Canadian Expat Mom

The Repatriated Expat: Life On The Other Side

Lucile5The Repatriated Expat: Life On The Other Side
By: Lucille Abendanon

My husband thinks it’s hilarious to tease me. And because he knows me so well, he knows exactly which buttons to press to detonate the entertaining reaction he’s after. He descends into fits of laughter imitating me, and to his credit it’s usually an Oscar winning performance. One of his favorite teases used to be about moving back to Durban, South Africa.

It would go something like this:

Him: “There’s a really great job opening, I think I’ll apply”

Me: “Oooh where is it?”

Him: “Durban” Huge grin.

Me, in a panicked voice: “No! Nope. Absolutely not. Not in a million years. I told you I’m NEVER moving back!”

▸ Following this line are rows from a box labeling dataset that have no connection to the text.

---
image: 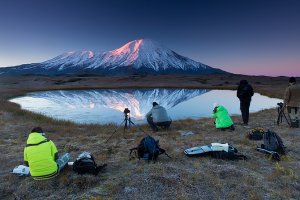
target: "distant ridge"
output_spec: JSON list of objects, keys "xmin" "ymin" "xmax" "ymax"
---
[{"xmin": 0, "ymin": 39, "xmax": 227, "ymax": 75}]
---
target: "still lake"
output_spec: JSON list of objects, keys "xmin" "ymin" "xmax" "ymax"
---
[{"xmin": 10, "ymin": 88, "xmax": 282, "ymax": 124}]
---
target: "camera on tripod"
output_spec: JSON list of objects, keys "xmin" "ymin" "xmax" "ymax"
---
[{"xmin": 277, "ymin": 102, "xmax": 290, "ymax": 126}]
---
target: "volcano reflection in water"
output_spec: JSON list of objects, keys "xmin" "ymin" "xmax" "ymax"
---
[{"xmin": 11, "ymin": 89, "xmax": 281, "ymax": 124}]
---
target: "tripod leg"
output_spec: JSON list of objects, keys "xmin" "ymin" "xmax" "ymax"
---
[
  {"xmin": 104, "ymin": 119, "xmax": 125, "ymax": 143},
  {"xmin": 129, "ymin": 119, "xmax": 146, "ymax": 133}
]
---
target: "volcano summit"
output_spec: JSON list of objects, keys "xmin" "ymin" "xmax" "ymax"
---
[{"xmin": 0, "ymin": 39, "xmax": 227, "ymax": 75}]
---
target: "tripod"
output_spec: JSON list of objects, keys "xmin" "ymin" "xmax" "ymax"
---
[
  {"xmin": 105, "ymin": 109, "xmax": 145, "ymax": 143},
  {"xmin": 277, "ymin": 103, "xmax": 290, "ymax": 126}
]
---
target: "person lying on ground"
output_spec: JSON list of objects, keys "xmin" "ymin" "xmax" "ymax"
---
[
  {"xmin": 146, "ymin": 102, "xmax": 172, "ymax": 132},
  {"xmin": 284, "ymin": 77, "xmax": 300, "ymax": 128}
]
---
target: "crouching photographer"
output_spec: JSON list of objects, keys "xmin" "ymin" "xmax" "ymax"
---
[{"xmin": 283, "ymin": 77, "xmax": 300, "ymax": 128}]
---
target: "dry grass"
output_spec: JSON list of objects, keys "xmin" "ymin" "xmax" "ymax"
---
[{"xmin": 0, "ymin": 75, "xmax": 300, "ymax": 200}]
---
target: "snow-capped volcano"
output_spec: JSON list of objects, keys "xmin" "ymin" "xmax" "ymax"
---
[{"xmin": 0, "ymin": 39, "xmax": 226, "ymax": 75}]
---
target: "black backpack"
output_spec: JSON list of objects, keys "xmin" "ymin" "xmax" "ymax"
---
[
  {"xmin": 261, "ymin": 130, "xmax": 285, "ymax": 154},
  {"xmin": 73, "ymin": 152, "xmax": 106, "ymax": 176},
  {"xmin": 129, "ymin": 135, "xmax": 170, "ymax": 161}
]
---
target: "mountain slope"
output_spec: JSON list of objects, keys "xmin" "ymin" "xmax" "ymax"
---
[{"xmin": 0, "ymin": 39, "xmax": 226, "ymax": 75}]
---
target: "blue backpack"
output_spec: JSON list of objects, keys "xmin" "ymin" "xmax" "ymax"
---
[{"xmin": 129, "ymin": 135, "xmax": 170, "ymax": 161}]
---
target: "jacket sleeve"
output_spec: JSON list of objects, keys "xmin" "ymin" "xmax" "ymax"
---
[{"xmin": 283, "ymin": 87, "xmax": 291, "ymax": 104}]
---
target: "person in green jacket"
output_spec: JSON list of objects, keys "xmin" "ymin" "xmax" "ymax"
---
[
  {"xmin": 24, "ymin": 127, "xmax": 70, "ymax": 180},
  {"xmin": 212, "ymin": 103, "xmax": 234, "ymax": 131}
]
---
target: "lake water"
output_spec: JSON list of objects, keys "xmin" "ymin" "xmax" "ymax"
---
[{"xmin": 10, "ymin": 88, "xmax": 282, "ymax": 124}]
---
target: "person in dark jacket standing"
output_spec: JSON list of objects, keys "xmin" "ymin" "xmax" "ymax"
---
[
  {"xmin": 284, "ymin": 77, "xmax": 300, "ymax": 128},
  {"xmin": 146, "ymin": 102, "xmax": 172, "ymax": 132},
  {"xmin": 236, "ymin": 80, "xmax": 254, "ymax": 125}
]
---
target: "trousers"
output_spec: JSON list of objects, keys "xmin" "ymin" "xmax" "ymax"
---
[{"xmin": 240, "ymin": 99, "xmax": 251, "ymax": 124}]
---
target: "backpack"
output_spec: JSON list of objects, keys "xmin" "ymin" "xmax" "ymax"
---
[
  {"xmin": 248, "ymin": 128, "xmax": 265, "ymax": 140},
  {"xmin": 261, "ymin": 130, "xmax": 285, "ymax": 154},
  {"xmin": 73, "ymin": 152, "xmax": 106, "ymax": 176},
  {"xmin": 129, "ymin": 135, "xmax": 170, "ymax": 161},
  {"xmin": 211, "ymin": 145, "xmax": 247, "ymax": 160}
]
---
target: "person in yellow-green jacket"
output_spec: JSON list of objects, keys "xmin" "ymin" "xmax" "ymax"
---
[
  {"xmin": 24, "ymin": 127, "xmax": 70, "ymax": 180},
  {"xmin": 212, "ymin": 103, "xmax": 235, "ymax": 131}
]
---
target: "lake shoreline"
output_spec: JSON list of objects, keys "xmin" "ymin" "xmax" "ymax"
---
[{"xmin": 0, "ymin": 75, "xmax": 300, "ymax": 199}]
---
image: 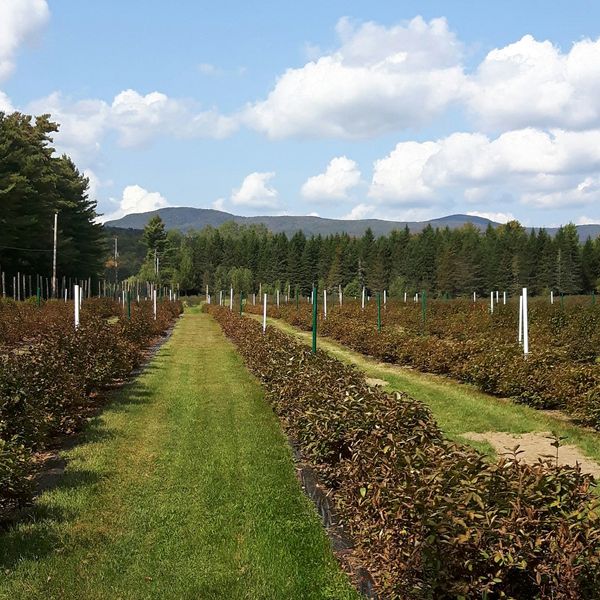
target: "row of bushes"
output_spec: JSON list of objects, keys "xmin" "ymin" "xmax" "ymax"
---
[
  {"xmin": 248, "ymin": 306, "xmax": 600, "ymax": 429},
  {"xmin": 209, "ymin": 307, "xmax": 600, "ymax": 600},
  {"xmin": 0, "ymin": 299, "xmax": 181, "ymax": 521}
]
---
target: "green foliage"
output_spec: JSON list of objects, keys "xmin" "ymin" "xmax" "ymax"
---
[
  {"xmin": 123, "ymin": 221, "xmax": 600, "ymax": 297},
  {"xmin": 248, "ymin": 297, "xmax": 600, "ymax": 430},
  {"xmin": 210, "ymin": 307, "xmax": 600, "ymax": 600},
  {"xmin": 0, "ymin": 112, "xmax": 105, "ymax": 284},
  {"xmin": 0, "ymin": 298, "xmax": 181, "ymax": 521}
]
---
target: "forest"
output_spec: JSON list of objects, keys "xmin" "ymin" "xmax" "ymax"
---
[{"xmin": 122, "ymin": 217, "xmax": 600, "ymax": 297}]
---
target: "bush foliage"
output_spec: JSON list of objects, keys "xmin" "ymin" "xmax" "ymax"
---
[
  {"xmin": 247, "ymin": 299, "xmax": 600, "ymax": 429},
  {"xmin": 210, "ymin": 307, "xmax": 600, "ymax": 600},
  {"xmin": 0, "ymin": 299, "xmax": 181, "ymax": 521}
]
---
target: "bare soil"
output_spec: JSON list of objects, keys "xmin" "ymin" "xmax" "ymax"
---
[{"xmin": 461, "ymin": 431, "xmax": 600, "ymax": 479}]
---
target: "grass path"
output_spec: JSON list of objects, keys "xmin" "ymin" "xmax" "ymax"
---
[
  {"xmin": 0, "ymin": 310, "xmax": 357, "ymax": 600},
  {"xmin": 253, "ymin": 315, "xmax": 600, "ymax": 464}
]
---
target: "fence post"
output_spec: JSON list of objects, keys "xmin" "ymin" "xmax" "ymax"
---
[{"xmin": 312, "ymin": 284, "xmax": 319, "ymax": 354}]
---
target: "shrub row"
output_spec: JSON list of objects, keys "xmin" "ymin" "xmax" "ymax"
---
[
  {"xmin": 248, "ymin": 303, "xmax": 600, "ymax": 429},
  {"xmin": 209, "ymin": 307, "xmax": 600, "ymax": 600},
  {"xmin": 0, "ymin": 300, "xmax": 181, "ymax": 521}
]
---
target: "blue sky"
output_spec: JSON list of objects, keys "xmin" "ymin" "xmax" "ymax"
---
[{"xmin": 0, "ymin": 0, "xmax": 600, "ymax": 225}]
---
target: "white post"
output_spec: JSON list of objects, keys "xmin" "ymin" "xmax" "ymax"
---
[
  {"xmin": 519, "ymin": 294, "xmax": 523, "ymax": 345},
  {"xmin": 523, "ymin": 288, "xmax": 529, "ymax": 356},
  {"xmin": 73, "ymin": 284, "xmax": 79, "ymax": 329}
]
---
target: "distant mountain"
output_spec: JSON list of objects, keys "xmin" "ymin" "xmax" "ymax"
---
[{"xmin": 105, "ymin": 207, "xmax": 600, "ymax": 240}]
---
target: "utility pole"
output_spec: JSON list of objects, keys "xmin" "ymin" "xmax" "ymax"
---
[{"xmin": 51, "ymin": 212, "xmax": 58, "ymax": 298}]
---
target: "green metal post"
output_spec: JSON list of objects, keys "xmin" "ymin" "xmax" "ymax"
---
[{"xmin": 312, "ymin": 285, "xmax": 319, "ymax": 354}]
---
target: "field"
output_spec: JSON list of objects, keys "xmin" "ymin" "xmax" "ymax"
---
[
  {"xmin": 247, "ymin": 297, "xmax": 600, "ymax": 428},
  {"xmin": 0, "ymin": 299, "xmax": 600, "ymax": 600}
]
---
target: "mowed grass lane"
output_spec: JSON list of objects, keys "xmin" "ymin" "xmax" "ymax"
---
[
  {"xmin": 253, "ymin": 315, "xmax": 600, "ymax": 466},
  {"xmin": 0, "ymin": 311, "xmax": 358, "ymax": 600}
]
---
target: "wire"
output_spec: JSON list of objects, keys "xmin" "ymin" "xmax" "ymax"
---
[{"xmin": 0, "ymin": 246, "xmax": 54, "ymax": 252}]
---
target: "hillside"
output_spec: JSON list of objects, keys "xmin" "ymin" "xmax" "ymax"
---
[{"xmin": 105, "ymin": 207, "xmax": 600, "ymax": 240}]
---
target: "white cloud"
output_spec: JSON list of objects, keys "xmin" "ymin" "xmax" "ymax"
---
[
  {"xmin": 25, "ymin": 90, "xmax": 237, "ymax": 160},
  {"xmin": 467, "ymin": 210, "xmax": 516, "ymax": 223},
  {"xmin": 242, "ymin": 17, "xmax": 464, "ymax": 138},
  {"xmin": 212, "ymin": 198, "xmax": 225, "ymax": 210},
  {"xmin": 301, "ymin": 156, "xmax": 360, "ymax": 200},
  {"xmin": 369, "ymin": 128, "xmax": 600, "ymax": 207},
  {"xmin": 99, "ymin": 185, "xmax": 169, "ymax": 223},
  {"xmin": 0, "ymin": 0, "xmax": 50, "ymax": 81},
  {"xmin": 341, "ymin": 204, "xmax": 375, "ymax": 221},
  {"xmin": 369, "ymin": 142, "xmax": 439, "ymax": 204},
  {"xmin": 231, "ymin": 172, "xmax": 279, "ymax": 208},
  {"xmin": 0, "ymin": 91, "xmax": 15, "ymax": 114},
  {"xmin": 575, "ymin": 215, "xmax": 600, "ymax": 225},
  {"xmin": 468, "ymin": 35, "xmax": 600, "ymax": 129}
]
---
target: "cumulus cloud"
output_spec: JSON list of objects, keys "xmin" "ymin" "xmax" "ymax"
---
[
  {"xmin": 341, "ymin": 204, "xmax": 375, "ymax": 221},
  {"xmin": 242, "ymin": 17, "xmax": 465, "ymax": 138},
  {"xmin": 301, "ymin": 156, "xmax": 360, "ymax": 200},
  {"xmin": 468, "ymin": 35, "xmax": 600, "ymax": 129},
  {"xmin": 369, "ymin": 128, "xmax": 600, "ymax": 207},
  {"xmin": 99, "ymin": 185, "xmax": 169, "ymax": 223},
  {"xmin": 0, "ymin": 0, "xmax": 50, "ymax": 81},
  {"xmin": 467, "ymin": 210, "xmax": 516, "ymax": 223},
  {"xmin": 231, "ymin": 172, "xmax": 279, "ymax": 208},
  {"xmin": 26, "ymin": 90, "xmax": 237, "ymax": 158}
]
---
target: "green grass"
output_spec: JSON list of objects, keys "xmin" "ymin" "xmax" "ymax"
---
[
  {"xmin": 0, "ymin": 309, "xmax": 358, "ymax": 600},
  {"xmin": 257, "ymin": 317, "xmax": 600, "ymax": 463}
]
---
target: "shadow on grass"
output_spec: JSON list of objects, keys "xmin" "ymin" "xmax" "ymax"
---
[{"xmin": 0, "ymin": 378, "xmax": 156, "ymax": 572}]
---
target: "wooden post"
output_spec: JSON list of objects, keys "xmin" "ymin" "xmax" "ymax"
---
[
  {"xmin": 312, "ymin": 284, "xmax": 319, "ymax": 354},
  {"xmin": 523, "ymin": 288, "xmax": 529, "ymax": 356},
  {"xmin": 73, "ymin": 284, "xmax": 79, "ymax": 329},
  {"xmin": 519, "ymin": 294, "xmax": 523, "ymax": 345}
]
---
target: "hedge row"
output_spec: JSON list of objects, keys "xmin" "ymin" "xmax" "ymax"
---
[
  {"xmin": 209, "ymin": 307, "xmax": 600, "ymax": 600},
  {"xmin": 0, "ymin": 300, "xmax": 181, "ymax": 521},
  {"xmin": 248, "ymin": 303, "xmax": 600, "ymax": 429}
]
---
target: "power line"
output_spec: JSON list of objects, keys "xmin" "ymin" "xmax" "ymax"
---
[{"xmin": 0, "ymin": 246, "xmax": 54, "ymax": 252}]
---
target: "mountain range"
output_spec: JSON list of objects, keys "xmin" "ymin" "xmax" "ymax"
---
[{"xmin": 105, "ymin": 207, "xmax": 600, "ymax": 241}]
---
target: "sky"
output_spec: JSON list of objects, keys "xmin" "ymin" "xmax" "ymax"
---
[{"xmin": 0, "ymin": 0, "xmax": 600, "ymax": 226}]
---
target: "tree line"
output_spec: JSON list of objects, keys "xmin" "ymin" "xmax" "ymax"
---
[
  {"xmin": 0, "ymin": 112, "xmax": 105, "ymax": 286},
  {"xmin": 137, "ymin": 216, "xmax": 600, "ymax": 297}
]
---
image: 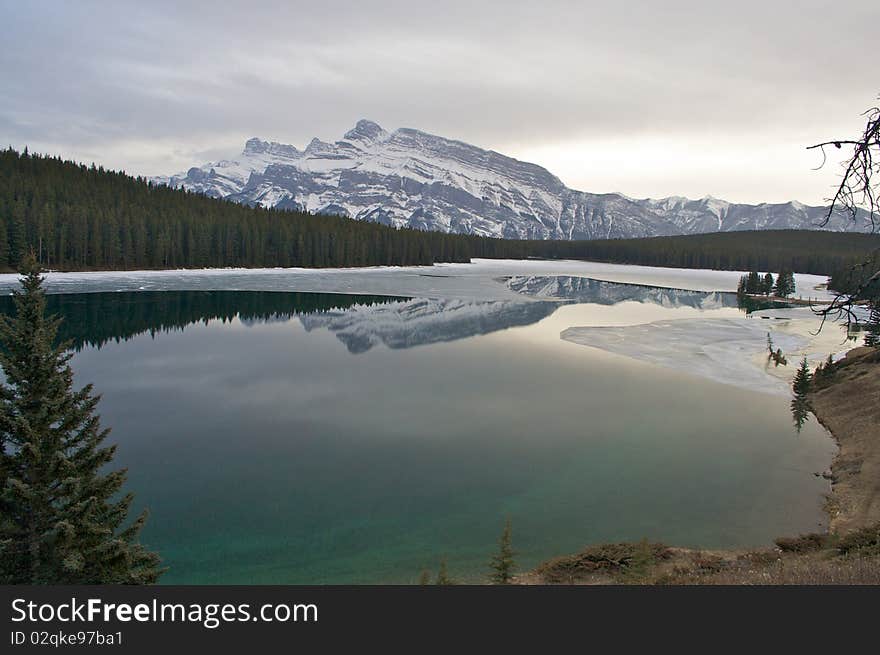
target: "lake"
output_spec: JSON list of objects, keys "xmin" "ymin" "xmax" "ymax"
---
[{"xmin": 3, "ymin": 276, "xmax": 835, "ymax": 584}]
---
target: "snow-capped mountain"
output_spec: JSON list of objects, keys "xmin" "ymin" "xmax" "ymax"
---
[{"xmin": 153, "ymin": 120, "xmax": 864, "ymax": 239}]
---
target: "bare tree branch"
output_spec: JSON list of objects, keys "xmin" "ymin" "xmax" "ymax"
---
[{"xmin": 807, "ymin": 97, "xmax": 880, "ymax": 330}]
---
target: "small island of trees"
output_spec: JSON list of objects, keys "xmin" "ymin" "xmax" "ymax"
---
[{"xmin": 736, "ymin": 270, "xmax": 797, "ymax": 298}]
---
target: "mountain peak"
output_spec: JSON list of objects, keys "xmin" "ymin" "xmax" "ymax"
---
[
  {"xmin": 242, "ymin": 137, "xmax": 300, "ymax": 157},
  {"xmin": 158, "ymin": 119, "xmax": 860, "ymax": 239},
  {"xmin": 343, "ymin": 118, "xmax": 388, "ymax": 143},
  {"xmin": 244, "ymin": 137, "xmax": 269, "ymax": 155}
]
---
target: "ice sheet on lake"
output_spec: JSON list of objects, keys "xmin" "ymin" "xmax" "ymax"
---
[
  {"xmin": 0, "ymin": 259, "xmax": 828, "ymax": 300},
  {"xmin": 560, "ymin": 318, "xmax": 807, "ymax": 394},
  {"xmin": 502, "ymin": 275, "xmax": 738, "ymax": 309}
]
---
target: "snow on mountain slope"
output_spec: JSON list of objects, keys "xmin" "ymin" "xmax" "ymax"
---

I’d fall for it Every. Single. Time. Repatriating was, you see, quite simply my worst nightmare.

To be fair, my opinion of Durban was entirely subjective and not really based in reality. It derived instead from an emotionally turbulent past, which began with me moving there from England as a teenager, and ended with a dramatic and tearful farewell as I left for University all the way across the country near Cape Town. Yes, there was a boy involved. I eventually moved on from both, the boy and Durban, and I began to nurture a precocious desire to ‘blow this joint’, and so when my studies were over I hightailed it back to the UK. My husband to be, in the meantime, who I’d met in the final year of my M.A had landed a job with a global multi-national with it’s head quarters in…you guessed it: Durban.

Not even love could make me stay.

Fast forward nine years and the boy I’d met at University was now my husband, we had a two year old son and another on the way. Our shared love of adventure had reunited us and we’d embarked upon expat life. First Saigon, then Bangkok, then Istanbul. I loved the lifestyle, the travel, the challenges and I hoped it would continue forever. But as usual, life had other plans, and after almost a decade of hearing me say, ‘I’ll never move back to Durban,’ it decided to teach me a lesson.

We were nearing the end of our four years in Istanbul, and new job opportunities were being bounced around within my husband’s company. India was an option, and then this:

Him: “There’s a really great job opening, They’ve actually asked for me”

Me: “Oooh where is it?”

Him: “Durban” Deadpan.

Me, in a panicked voice: “No! Nope. Absolutely not. Not in a million years. I told you I’m NEVER moving back!”

And then: “Wait, why aren’t you smiling? Oh my God you’re SERIOUS?”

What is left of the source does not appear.